Looking forward to the range review. While I do own a striker fired handgun and shoot it well(G-22) I'm a DA/SA man myself.


----------



## Shipwreck (Jan 26, 2006)

Well, I sold it. I shot it - but I found I prefer the doublestack P2000sk 9mm I have. The XDe is actually the same size as the P2000sk, just a tiny bit thinner. 

Maybe it was the thinner frame - but I found I had to work too hard to hit the center of the target,. The gun was accurate - so, it's not the gun. I just find I don't have to put that much effort into shooting my HK.

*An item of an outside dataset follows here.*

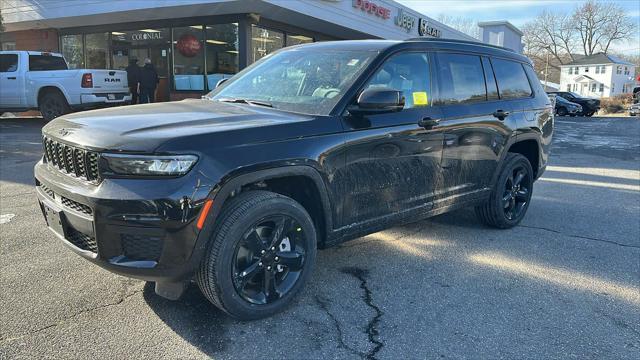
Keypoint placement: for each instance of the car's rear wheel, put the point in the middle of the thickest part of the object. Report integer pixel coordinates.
(260, 255)
(511, 194)
(53, 104)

Gun is actually same weight at the P2000sk as well. And, I have a 10 round mag in the P2000sk compared to the XDe 8 round magazine (flush mag). In the fornt pocket of my cargo pants - both guns printed about the same. Decided the XDe wasn't for me. I knew I'd never actually carry it in favor of my HK P2000sk.


----------



## berettatoter (Sep 1, 2011)

Nothing against Springfield here, but I keep asking myself this: "Why make such a gun hammer fired?" I guess I just don't see the reason, other than they can do it and had not much else to do at the time.

I have owned a couple of the XD pistols in the past, and they were great guns, but I don't think I would have liked the ones I had, hammer fired. JMHO.


----------